Aucun Etat considéré n'a adopté de législation générale et systématique fixant des règles de (non) cumul entre tous les mandats. La législation sur le cumul est partout parcellaire.

On notera le cas spécifique de la Wallonie où un dispositif permettra, à compter de 2014, au quart des membres du Parlement wallon les mieux élus à des fonctions territoriales de cumuler un mandat parlementaire et un mandat exécutif communal rémunéré afin de « conserver un lien direct avec les réalités locales ».

• Mandats territoriaux : des dispositions qui concernent principalement les fonctions exécutives

Les interdictions de cumul concernent principalement les fonctions exécutives territoriales. Tel est le cas :

- en Allemagne où les incompatibilités concernent la plupart des titulaires de fonctions exécutives locales dans la mesure où ils sont considérés comme des fonctionnaires élus ;

- aux Pays-Bas où il est impossible d'appartenir simultanément aux organes de la commune et à ceux de la province ;

- en Italie où on ne peut être à la fois membre de l'assemblée délibérante d'une région et président ou membre de l'exécutif d'une province ou maire d'une commune ;

- et en Wallonie où il est interdit de cumuler une fonction dans un exécutif provincial avec tout mandat municipal ainsi que les mandats de membre du Parlement wallon et du Parlement de la Communauté française avec tout mandat provincial.

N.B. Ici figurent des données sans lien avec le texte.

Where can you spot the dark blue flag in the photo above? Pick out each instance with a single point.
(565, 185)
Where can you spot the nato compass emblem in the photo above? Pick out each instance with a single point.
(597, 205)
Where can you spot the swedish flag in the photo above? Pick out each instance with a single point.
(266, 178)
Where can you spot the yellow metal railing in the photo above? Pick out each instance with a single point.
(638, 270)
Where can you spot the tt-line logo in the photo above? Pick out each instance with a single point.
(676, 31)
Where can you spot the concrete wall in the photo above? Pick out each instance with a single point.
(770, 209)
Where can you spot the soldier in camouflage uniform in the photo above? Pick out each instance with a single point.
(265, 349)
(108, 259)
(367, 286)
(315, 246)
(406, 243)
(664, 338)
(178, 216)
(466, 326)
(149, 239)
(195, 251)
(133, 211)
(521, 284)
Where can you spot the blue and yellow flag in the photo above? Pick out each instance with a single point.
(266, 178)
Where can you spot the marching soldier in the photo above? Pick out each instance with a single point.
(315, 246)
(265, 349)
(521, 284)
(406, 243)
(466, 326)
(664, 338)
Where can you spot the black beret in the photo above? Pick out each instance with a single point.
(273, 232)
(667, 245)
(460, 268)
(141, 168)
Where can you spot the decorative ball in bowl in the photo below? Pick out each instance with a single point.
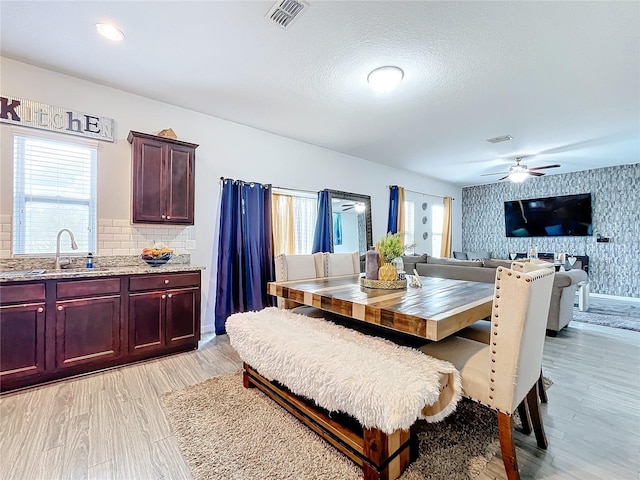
(156, 257)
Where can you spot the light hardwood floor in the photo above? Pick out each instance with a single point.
(110, 425)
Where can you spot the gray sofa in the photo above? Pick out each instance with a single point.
(565, 284)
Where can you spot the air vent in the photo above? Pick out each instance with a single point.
(503, 138)
(285, 12)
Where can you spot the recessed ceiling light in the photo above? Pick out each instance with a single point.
(109, 31)
(502, 138)
(385, 79)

• Importance d'une symétrie et d'une cohérence des inéligibilités et des incompatibilités

Les dispositions qui limitent le cumul consistent en des inéligibilités et des incompatibilités qui doivent être symétriques pour être efficaces.

Si les premières sont utilisées lorsque le législateur présume que la détention d'un mandat avant un scrutin est de nature à altérer la liberté de choix des électeurs, les secondes permettent à un élu de postuler à un mandat sous réserve d'exercer un droit d'option entre les deux mandats. Lorsque n'existe pas de symétrie stricte entre inéligibilités et incompatibilités, surviennent des situations contraires au principe d'égalité des citoyens. Tel est le cas notamment si un titulaire de mandat A est inéligible à un mandat B alors que le titulaire du mandat B est éligible au mandat A ou qu'il peut y accéder quelques temps après l'élection, par exemple en qualité de suppléant d'un candidat qui renonce à ce mandat.

LE CUMUL DES MANDATS ÉLECTORAUX ET DES FONCTIONS ÉLECTIVES


* 1 Modifiée par l'article 16 de la loi n° 2003-327 du 11 avril 2003.

* 2 Article L.O. 151 du code électoral.